Historikertagung in Brixen

Raum und Region in der historischen Forschung

Dienstag, 11. April 2017 | 12:17 Uhr

 

Brixen – Die Frage, welche Rolle räumliche Zugänge und regionale Grenzen in der historischen Forschung spielen, steht im Zentrum einer internationalen Historikertagung, die am 19. und 20. April an der Fakultät für Bildungswissenschaften in Brixen stattfindet. Organisiert wird die Tagung vom Kompetenzzentrum für Regionalgeschichte der Freien Universität Bozen gemeinsam mit den Universitäten Salzburg, Brünn und Ostrava.

Der Raum stellt nicht nur eine fundamentale Dimension der menschlichen Existenz, sondern auch eine grundlegende Kategorie historischer Überlegungen dar. Trotz ihrer wesentlichen Bedeutung blieben in den Geisteswissenschaften räumliche Perspektiven häufig im Schatten anderer Kategorien. In der Historiographie wurde der Raum lange Zeit als eine gegebene, kaum zu hinterfragende Kategorie angesehen, die keiner tiefergehenden Reflexion bedurfte. Daraus resultierten räumliche Definitionen, die Regionen bevorzugt als geographisch eindeutiges oder politisch-herrschaftlich definiertes Territorium interpretierten. Die traditionelle Landesgeschichte begriff das „Land“ primär als herrschaftliche, verwaltungs- und rechtshistorische Größe und konzentrierte sich lange in charakteristischer Verengung vornehmlich auf Themen der landeskundlichen historischen Mediävistik und der „Kulturraumforschung“.

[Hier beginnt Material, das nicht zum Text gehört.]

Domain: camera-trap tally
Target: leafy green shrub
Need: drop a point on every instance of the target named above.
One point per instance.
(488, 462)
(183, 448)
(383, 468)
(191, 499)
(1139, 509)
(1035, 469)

In der neueren Regionalgeschichte spielen vergleichende Perspektiven eine bedeutende Rolle, insbesondere auch im Rahmen der Analyse von historischen Entwicklungen in unterschiedlichen europäischen Regionen. Vergleichende Zugänge wurden zum Beispiel im Zusammenhang mit wirtschaftshistorischen Betrachtungen, im Rahmen der Untersuchung des demographischen Wandels oder auch im Bereich der Nationalismusforschung erfolgreich angewandt. Besonders interessant erscheinen dabei Regionen, die sich strukturell von ihren jeweiligen (National-)Staaten stark unterscheiden, besonders mit Blick auf identitätsgeschichtliche Fragestellungen, die in der vergleichenden Regionalgeschichte schon länger Konjunktur haben. Das gilt etwa – um nur ein Beispiel zu nennen – für die Entwicklung von Grenzregionen nach dem Ersten Weltkrieg (z.B. Elsass-Lothringen, Südtirol, Masuren, Schleswig usw.). Regionalgeschichtliche Zugänge liefern vor allem aus einer vergleichenden Perspektive vielfältige Möglichkeiten für eine tiefergehende Auseinandersetzung mit der transnationalen bzw. interregionalen Geschichte, die im Kontext der Globalisierung vor allem nach 1989 neue Bedeutung erlangt hat. In diesem Zusammenhang nehmen etwa die nachhaltigen Folgen von Grenzverschiebungen und die dadurch verursachten Migrationsbewegungen im 20. Jahrhundert eine besondere Bedeutung ein.

In insgesamt 16 Referaten beschäftigen sich Historiker aus Italien, Österreich, Deutschland, Tschechien, Polen und Rumänien mit der Frage nach der Bedeutung von Raum und Region in der historischen Forschung. Die Tagung beginnt am Mittwoch, den 19. April um 18 Uhr mit drei grundlegenden Einführungsvorträgen. Der Südtiroler Historiker Hans Heiss referiert unter dem Titel „Regionen nach dem Boom“ über das neue Bewusstsein für Raum und Region in den letzten Jahrzehnten. Die Brünner Historikerin Denisa Necasova beschäftigt sich gleichsam als Fallbeispiel mit der Bedeutung regionalgeschichtlicher Ansätze in der tschechischen Zeitgeschichte und Martin Knoll, Professor für Europäische Regionalgeschichte an der Universität Salzburg stellt sich in seinem Referat die Frage: „Wie natürlich ist Region? Der regionale Fokus in Umwelt- und Regionalgeschichte“. Am Donnerstag, den 20. April, stehen ab 9 Uhr Referate zu verschiedensten Themenkreisen (Regionen unter der Lupe – Reflexionen und Identitäten, sozial- und wirtschaftsgeschichtliche Zugänge zur Region, Religion und Wissenschaft sowie Kunst und Alltagskultur) im Mittelpunkt.